Datasets from Borg and Staufenbiel (2007)

Description

Datasets of the book of Borg and Staufenbiel (2007) Lehrbuch Theorien and Methoden der Skalierung.

Usage

data(data.bs07a)

Format

References

Borg, I., & Staufenbiel, T. (2007). Lehrbuch Theorie und Methoden der Skalierung.
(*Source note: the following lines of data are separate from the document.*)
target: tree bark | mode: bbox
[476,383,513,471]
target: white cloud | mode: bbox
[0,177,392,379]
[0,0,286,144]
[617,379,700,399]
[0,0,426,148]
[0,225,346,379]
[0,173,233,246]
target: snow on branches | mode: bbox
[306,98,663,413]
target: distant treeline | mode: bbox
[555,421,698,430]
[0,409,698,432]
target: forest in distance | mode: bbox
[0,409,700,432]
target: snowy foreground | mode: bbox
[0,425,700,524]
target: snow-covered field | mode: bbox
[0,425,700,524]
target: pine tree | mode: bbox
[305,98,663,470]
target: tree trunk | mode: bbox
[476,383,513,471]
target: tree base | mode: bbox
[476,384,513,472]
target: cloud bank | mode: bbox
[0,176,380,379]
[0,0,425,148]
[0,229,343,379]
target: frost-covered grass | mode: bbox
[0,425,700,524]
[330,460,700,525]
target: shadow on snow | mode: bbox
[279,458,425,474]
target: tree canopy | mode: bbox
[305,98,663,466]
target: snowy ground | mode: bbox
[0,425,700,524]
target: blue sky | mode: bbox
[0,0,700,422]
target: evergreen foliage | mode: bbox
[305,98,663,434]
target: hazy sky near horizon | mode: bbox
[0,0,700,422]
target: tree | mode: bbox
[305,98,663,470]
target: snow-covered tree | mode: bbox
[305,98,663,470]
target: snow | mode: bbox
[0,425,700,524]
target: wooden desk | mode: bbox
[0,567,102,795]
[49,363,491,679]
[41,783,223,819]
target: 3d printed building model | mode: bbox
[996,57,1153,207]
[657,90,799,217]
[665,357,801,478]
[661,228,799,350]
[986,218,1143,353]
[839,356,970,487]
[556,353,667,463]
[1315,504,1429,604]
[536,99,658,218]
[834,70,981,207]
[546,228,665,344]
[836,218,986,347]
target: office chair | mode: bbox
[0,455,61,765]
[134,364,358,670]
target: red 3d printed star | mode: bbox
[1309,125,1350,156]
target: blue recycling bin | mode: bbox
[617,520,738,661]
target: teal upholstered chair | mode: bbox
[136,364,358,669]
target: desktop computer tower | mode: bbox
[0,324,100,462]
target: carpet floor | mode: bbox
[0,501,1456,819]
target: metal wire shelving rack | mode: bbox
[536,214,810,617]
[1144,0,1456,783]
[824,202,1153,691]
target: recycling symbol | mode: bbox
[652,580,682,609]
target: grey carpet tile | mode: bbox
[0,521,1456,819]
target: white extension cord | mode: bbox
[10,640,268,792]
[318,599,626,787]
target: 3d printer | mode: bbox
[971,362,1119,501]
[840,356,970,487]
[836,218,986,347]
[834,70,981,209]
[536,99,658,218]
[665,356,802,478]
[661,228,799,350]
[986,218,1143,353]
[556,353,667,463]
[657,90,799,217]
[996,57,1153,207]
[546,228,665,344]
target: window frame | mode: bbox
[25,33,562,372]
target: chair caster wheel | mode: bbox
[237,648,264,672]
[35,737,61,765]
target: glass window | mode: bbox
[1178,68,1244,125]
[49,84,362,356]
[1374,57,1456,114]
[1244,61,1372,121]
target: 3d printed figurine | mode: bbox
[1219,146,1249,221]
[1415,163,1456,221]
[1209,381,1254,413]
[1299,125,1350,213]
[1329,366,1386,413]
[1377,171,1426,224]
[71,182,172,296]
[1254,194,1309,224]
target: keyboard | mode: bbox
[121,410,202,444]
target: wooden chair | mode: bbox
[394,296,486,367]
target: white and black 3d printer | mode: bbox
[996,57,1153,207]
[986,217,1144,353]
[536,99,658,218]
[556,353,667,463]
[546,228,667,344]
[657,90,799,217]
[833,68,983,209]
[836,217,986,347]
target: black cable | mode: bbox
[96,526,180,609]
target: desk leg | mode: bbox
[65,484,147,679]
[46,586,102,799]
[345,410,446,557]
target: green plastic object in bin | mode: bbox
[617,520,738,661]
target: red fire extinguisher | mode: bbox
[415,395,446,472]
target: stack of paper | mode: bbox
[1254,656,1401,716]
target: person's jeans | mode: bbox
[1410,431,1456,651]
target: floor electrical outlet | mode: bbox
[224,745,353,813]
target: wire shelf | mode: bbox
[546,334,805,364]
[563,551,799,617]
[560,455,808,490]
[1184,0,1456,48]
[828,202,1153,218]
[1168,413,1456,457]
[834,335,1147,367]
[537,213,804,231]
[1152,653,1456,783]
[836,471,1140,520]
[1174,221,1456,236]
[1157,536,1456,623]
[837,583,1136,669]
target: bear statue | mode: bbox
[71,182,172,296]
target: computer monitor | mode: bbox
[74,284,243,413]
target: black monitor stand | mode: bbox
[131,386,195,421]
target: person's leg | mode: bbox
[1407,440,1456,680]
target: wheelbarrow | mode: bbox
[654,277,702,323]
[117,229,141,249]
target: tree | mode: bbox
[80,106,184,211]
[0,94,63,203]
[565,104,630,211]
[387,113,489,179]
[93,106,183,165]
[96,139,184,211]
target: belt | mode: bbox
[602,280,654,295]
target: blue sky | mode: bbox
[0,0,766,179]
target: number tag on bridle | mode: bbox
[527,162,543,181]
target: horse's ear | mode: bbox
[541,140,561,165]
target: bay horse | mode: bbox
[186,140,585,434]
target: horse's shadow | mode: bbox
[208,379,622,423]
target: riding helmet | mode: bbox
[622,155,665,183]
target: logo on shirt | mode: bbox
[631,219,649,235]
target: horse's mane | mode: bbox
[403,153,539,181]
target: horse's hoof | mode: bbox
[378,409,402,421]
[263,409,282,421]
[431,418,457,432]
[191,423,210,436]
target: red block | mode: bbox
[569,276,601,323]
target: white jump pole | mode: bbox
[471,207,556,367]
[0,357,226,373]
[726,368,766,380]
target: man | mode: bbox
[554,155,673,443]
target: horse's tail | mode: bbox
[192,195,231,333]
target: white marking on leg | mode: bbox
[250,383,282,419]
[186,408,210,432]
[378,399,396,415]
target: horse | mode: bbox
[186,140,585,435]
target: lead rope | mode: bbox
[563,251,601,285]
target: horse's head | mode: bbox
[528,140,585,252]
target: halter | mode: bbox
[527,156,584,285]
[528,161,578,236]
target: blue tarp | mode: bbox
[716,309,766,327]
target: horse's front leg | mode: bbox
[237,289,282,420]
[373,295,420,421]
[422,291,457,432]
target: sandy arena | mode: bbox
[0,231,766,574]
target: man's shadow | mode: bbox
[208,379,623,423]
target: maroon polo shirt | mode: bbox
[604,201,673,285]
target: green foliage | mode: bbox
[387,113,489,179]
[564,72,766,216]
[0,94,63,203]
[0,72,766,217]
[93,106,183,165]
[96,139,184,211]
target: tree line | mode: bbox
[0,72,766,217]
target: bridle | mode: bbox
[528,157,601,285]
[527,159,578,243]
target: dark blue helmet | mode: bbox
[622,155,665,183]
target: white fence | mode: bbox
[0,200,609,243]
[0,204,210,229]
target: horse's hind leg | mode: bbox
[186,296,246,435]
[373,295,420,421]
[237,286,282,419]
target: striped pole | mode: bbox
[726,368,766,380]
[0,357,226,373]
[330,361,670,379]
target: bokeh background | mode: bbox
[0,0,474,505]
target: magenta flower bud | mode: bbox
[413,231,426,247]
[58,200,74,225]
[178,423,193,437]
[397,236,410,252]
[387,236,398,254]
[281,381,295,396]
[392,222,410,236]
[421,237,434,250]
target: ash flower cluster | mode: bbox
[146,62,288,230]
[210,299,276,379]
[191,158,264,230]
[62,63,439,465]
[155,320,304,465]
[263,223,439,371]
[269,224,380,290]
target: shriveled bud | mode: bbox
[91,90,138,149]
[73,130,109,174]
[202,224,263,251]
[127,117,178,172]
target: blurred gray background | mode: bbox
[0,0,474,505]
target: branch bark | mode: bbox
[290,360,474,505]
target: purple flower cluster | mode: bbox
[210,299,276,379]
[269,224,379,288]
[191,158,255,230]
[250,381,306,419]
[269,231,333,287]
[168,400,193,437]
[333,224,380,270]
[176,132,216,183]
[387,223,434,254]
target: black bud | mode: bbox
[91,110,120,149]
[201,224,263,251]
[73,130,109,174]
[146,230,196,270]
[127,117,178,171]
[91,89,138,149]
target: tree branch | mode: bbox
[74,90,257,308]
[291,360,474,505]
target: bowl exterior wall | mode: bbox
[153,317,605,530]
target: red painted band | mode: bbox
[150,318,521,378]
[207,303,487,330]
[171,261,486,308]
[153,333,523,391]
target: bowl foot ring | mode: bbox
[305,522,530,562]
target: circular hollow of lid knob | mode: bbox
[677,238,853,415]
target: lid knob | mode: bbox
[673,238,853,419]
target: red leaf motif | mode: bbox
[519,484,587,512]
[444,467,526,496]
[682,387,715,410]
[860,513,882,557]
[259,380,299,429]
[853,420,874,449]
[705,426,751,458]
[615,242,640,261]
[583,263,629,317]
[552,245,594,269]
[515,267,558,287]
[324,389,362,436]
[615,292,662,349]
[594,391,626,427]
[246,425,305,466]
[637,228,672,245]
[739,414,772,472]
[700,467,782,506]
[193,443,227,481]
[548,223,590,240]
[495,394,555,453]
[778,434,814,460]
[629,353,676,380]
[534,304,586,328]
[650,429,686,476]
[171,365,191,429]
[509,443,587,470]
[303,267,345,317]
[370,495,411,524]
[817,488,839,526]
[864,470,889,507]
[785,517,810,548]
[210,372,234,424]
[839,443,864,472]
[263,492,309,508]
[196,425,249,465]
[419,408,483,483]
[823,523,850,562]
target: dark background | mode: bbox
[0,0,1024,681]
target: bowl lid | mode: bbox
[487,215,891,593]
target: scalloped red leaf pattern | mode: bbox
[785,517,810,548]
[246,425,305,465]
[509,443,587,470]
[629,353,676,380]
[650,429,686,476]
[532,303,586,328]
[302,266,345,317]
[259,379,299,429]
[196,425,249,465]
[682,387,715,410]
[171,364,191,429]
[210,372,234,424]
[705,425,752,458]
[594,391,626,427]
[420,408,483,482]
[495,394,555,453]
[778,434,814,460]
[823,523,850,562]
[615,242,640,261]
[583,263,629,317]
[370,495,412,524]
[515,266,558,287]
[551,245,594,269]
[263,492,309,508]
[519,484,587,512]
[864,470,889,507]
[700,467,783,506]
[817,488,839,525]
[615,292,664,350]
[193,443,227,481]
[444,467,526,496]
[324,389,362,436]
Bern: Hogrefe.

Examples

## Not run: 
#############################################################################
# EXAMPLE 07a: Dataset Gefechtsangst
#############################################################################

data(data.bs07a)
dat <- data.bs07a
items <- grep( "GF", colnames(dat), value=TRUE )

#************************
# Model 1: Rasch model
mod1 <- TAM::tam.mml(dat[,items] )
summary(mod1)
IRT.WrightMap(mod1)

#************************
# Model 2: 2PL model
mod2 <- TAM::tam.mml.2pl(dat[,items] )
summary(mod2)

#************************
# Model 3: Latent class analysis (LCA) with two classes
tammodel <- "
ANALYSIS:
  TYPE=LCA;
  NCLASSES(2)
  NSTARTS(5,10)
LAVAAN MODEL:
  F=~ GF1__GF9
  "
mod3 <- TAM::tamaan( tammodel, dat )
summary(mod3)

#************************
# Model 4: LCA with three classes
tammodel <- "
ANALYSIS:
  TYPE=LCA;
  NCLASSES(3)
  NSTARTS(5,10)
LAVAAN MODEL:
  F=~ GF1__GF9
  "
mod4 <- TAM::tamaan( tammodel, dat )
summary(mod4)

#************************
# Model 5: Located latent class model (LOCLCA) with two classes
tammodel <- "
ANALYSIS:
  TYPE=LOCLCA;
  NCLASSES(2)
  NSTARTS(5,10)
LAVAAN MODEL:
  F=~ GF1__GF9
  "
mod5 <- TAM::tamaan( tammodel, dat )
summary(mod5)

#************************
# Model 6: Located latent class model with three classes
tammodel <- "
ANALYSIS:
  TYPE=LOCLCA;
  NCLASSES(3)
  NSTARTS(5,10)
LAVAAN MODEL:
  F=~ GF1__GF9
  "
mod6 <- TAM::tamaan( tammodel, dat )
summary(mod6)

#************************
# Model 7: Probabilistic Guttman model
mod7 <- sirt::prob.guttman( dat[,items] )
summary(mod7)

#-- model comparison
IRT.compareModels( mod1, mod2, mod3, mod4, mod5, mod6, mod7 )

## End(Not run)

Examples with Datasets from Eid and Schmidt (2014)

Description

Examples with datasets from Eid and Schmidt (2014), illustrations with several R packages. The examples follow closely the online material of Hosoya (2014). The datasets are completely synthetic datasets which were resimulated from the originally available data.

Usage

data(data.eid.kap4)
data(data.eid.kap5)
data(data.eid.kap6)
data(data.eid.kap7)

Format

Source

The material and original datasets can be downloaded from http://www.hogrefe.de/buecher/lehrbuecher/psychlehrbuchplus/lehrbuecher/ testtheorie-und-testkonstruktion/zusatzmaterial/.

References

Eid, M., & Schmidt, K. (2014). Testtheorie und Testkonstruktion. Goettingen, Hogrefe.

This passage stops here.